Basado en medidas para motivar la producción, importación y distribución de 26 artículos de la canasta básica se buscó atemperar el alza de los precios. Lo insuficiente de esas medidas ha conducido a una transgresión impensada de la Constitución y al abandono mismo de la responsabilidad gubernamental: el acuerdo oficial de renunciar a sus obligaciones en materia de sanidad, inocuidad y calidad de los productos cuya alza de precios urge contener, y la suspensión de la normatividad para su importación, a fin de facilitar su internación sin trámites, impuestos o aranceles.

En síntesis, la renuncia a ser gobierno para que las funciones que le corresponden en esas materias queden a la decisión de las grandes empresas que comercializan los productos de la canasta básica. Sólo en las tarifas de importación puede contar con la autorización abierta que el Congreso aprueba en el paquete económico con base en el artículo 131 constitucional, pero el Ejecutivo carece de facultades para suspender la regulación emanada del Congreso a fin de que los productos alimenticios tengan las condiciones de sanidad, inocuidad y calidad indispensables.

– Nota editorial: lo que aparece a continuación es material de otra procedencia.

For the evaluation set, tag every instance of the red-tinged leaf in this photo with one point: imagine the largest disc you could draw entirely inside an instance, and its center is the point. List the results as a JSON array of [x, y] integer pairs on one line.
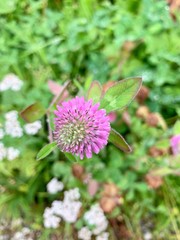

¡Y vaya solución! Ante el alza de los índices inflacionarios habrá menos gobierno y se dejará sin obligaciones a los sujetos regulados para la protección del interés público, pues se estará a la buena fe de que cumplirán con lo que a la administración le correspondería hacer. Paradójico: ante los actores políticos la concentración del poder y ante un agente esencial del poder la renuncia a cumplir sus funciones, con el velo de la colaboración contra la inflación. La trampa también está a la vista; si la inflación no cede la responsabilidad no será gubernamental.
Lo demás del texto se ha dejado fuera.